Apple recently announced there are 1.5 million apps in their app store, Google Play has 1.4 million. Mobile app discovery continues to be a hot topic among mobile app marketers and publishers. From the broad perspective of all search, discovery and marketing , to specific discovery challenges in the app stores - standing out in the app store is becoming more challenging. Recent changes to Apple's App Store make it even harder for apps to gain an initial traction previously found with a listing on the "new to the app store" section.
Get Used to Buying Traffic?
Benedict Evans of a16z suggests that the two "organic" options for discovery (of anything from mobile apps to books to furniture) are machine learning "If you bought this, you will like this" and curation. He is not bullish on either, stating machine learning can't provide relevant enough recommendations, and curation ends up being too shallow. His conclusion: get used to advertising (spending for traffic).
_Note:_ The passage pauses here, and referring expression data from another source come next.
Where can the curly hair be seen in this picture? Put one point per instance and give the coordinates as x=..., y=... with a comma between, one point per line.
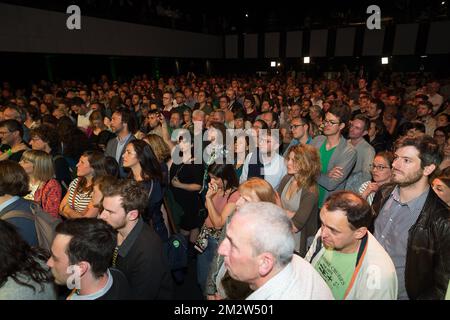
x=307, y=164
x=161, y=149
x=134, y=195
x=18, y=259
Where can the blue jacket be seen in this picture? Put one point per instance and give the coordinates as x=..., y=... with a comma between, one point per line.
x=25, y=227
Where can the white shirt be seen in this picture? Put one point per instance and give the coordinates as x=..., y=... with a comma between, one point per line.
x=274, y=171
x=436, y=100
x=297, y=281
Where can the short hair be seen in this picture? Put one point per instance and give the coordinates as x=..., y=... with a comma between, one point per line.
x=263, y=190
x=92, y=240
x=427, y=104
x=43, y=167
x=128, y=118
x=386, y=155
x=112, y=168
x=307, y=161
x=150, y=166
x=358, y=211
x=303, y=120
x=12, y=125
x=47, y=134
x=418, y=125
x=159, y=146
x=20, y=112
x=198, y=112
x=14, y=180
x=268, y=219
x=428, y=149
x=364, y=119
x=134, y=195
x=240, y=114
x=250, y=98
x=225, y=97
x=342, y=112
x=226, y=173
x=77, y=101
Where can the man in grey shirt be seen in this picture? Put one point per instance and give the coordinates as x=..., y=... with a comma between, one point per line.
x=413, y=223
x=365, y=153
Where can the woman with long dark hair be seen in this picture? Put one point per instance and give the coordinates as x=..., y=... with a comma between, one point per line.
x=221, y=201
x=144, y=167
x=186, y=178
x=23, y=273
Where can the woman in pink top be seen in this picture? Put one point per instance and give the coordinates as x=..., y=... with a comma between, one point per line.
x=220, y=202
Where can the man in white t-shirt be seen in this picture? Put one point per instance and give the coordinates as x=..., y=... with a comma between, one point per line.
x=259, y=250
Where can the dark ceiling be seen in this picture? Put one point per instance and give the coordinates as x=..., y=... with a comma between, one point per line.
x=233, y=16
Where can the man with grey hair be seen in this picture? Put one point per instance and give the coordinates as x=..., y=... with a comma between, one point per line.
x=267, y=263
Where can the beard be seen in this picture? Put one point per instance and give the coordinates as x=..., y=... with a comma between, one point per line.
x=408, y=179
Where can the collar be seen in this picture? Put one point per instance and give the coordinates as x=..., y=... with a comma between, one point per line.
x=129, y=241
x=8, y=202
x=74, y=295
x=414, y=204
x=123, y=140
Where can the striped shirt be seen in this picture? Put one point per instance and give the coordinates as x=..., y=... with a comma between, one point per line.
x=81, y=201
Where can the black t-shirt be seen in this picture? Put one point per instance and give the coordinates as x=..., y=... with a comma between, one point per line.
x=188, y=173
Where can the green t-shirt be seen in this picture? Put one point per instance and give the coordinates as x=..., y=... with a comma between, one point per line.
x=337, y=270
x=325, y=156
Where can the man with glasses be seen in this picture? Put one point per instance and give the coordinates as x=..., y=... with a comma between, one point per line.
x=13, y=146
x=224, y=102
x=412, y=223
x=300, y=133
x=365, y=153
x=337, y=156
x=167, y=105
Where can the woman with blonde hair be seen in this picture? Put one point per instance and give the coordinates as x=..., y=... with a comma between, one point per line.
x=162, y=154
x=78, y=200
x=299, y=194
x=44, y=189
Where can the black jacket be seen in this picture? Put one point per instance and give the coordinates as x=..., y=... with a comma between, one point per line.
x=427, y=269
x=142, y=259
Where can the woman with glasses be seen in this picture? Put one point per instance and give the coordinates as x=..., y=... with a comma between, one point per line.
x=381, y=174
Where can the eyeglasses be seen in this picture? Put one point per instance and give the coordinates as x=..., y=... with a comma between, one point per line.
x=295, y=126
x=378, y=167
x=329, y=122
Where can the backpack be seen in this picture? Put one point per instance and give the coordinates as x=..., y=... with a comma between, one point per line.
x=45, y=223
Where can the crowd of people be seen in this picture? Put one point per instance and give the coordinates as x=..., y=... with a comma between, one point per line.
x=281, y=187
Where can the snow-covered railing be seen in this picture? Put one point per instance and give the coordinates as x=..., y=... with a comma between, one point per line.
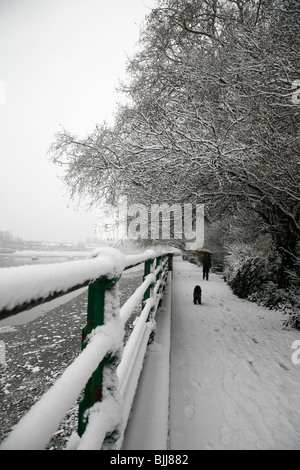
x=108, y=371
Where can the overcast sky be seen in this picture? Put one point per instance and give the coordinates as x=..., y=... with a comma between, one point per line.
x=60, y=62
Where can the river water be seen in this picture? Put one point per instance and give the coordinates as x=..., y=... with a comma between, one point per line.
x=11, y=260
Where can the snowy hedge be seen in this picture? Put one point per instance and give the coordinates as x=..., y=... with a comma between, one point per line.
x=253, y=275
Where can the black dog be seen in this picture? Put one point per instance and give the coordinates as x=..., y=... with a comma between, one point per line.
x=197, y=295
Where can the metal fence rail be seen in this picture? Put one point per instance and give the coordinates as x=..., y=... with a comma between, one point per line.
x=108, y=371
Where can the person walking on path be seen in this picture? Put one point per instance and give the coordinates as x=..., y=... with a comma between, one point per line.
x=206, y=265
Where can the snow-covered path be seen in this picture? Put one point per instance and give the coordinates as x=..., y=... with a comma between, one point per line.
x=233, y=384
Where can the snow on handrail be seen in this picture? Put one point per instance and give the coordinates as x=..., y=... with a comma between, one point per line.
x=44, y=417
x=35, y=429
x=24, y=287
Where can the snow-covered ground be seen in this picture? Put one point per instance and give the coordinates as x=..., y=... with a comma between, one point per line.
x=233, y=383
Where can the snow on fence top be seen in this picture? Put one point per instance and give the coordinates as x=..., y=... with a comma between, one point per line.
x=25, y=286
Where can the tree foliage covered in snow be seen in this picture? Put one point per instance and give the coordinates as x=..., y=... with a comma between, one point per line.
x=212, y=116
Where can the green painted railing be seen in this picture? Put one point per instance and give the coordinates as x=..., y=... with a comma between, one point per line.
x=108, y=371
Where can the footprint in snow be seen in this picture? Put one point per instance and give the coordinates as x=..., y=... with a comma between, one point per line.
x=188, y=404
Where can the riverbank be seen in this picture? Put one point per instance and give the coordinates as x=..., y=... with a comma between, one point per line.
x=37, y=353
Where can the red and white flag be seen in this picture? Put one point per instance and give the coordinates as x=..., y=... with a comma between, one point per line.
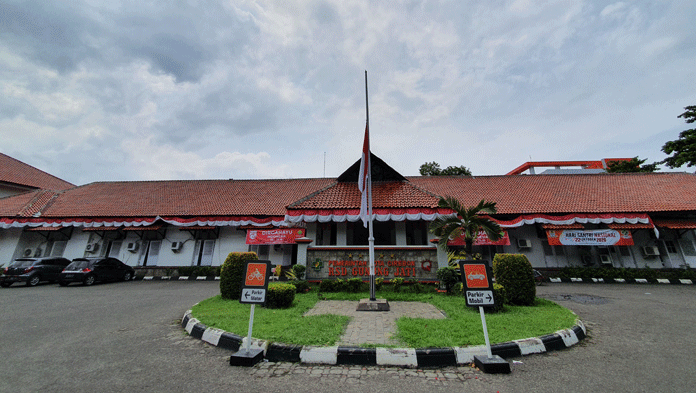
x=364, y=178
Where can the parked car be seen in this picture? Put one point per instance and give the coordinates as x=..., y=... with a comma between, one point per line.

Mobile discovery specifically has some coming tools that may aid app discovery - namely deep linking or App Links. These tools partly enable apps to communicate with each other and direct link, and also "unlock" the content in mobile apps for indexation by Apple and Google. Presumably, adoption of deep linking would enable the app stores, Siri, Spotlight and Google searches to return relevant app results impacting discovery tremendously. Eric Seufert of Mobile Dev Memo and VP of User Engagement at Rovio isn't as optimistic saying:
Deep linking is a marketing tool, not a quality proxy.
While deep linking is not mobile's version of PageRank, it can be a tool for relevance if not quality.
Top of the Charts
Even if landing at the top of the app charts is extremely impactful, those spots are taken by portfolio apps (Facebook and Facebook Messenger) and apps who have made huge investments in buying installs (Clash of Clans, Candy Crush). Most apps are not competing with Facebook. Most apps have a core audience and a feature set that differentiates their app and solves a problem for their audience. Connecting to that audience is the key.
Are we really competing with abandoned apps?
Consider 83% of apps in Apple's App Store are "zombie" apps, or apps that do not appear on any top list (free, paid, grossing) for any category or sub-category for more than 20 days of the month being measured. At the time of the last report (before Apple's recent app store changes), there were 23 categories and 18 subcategories each with free, paid and grossing top 300 lists. The number of apps, the top of the charts, even the vanity metric of "downloads" distracts us from our primary goal -to identify and connect with our audience. This starts with an app listing that utilizes modern app store optimization strategy, and continues to optimize metadata and creative elements for a changing marketplace. Your audience is frustrated with app discovery as well. By identifying the way your audience searches the app stores, you can rise above the noise and be exactly where they are looking in their app store search results.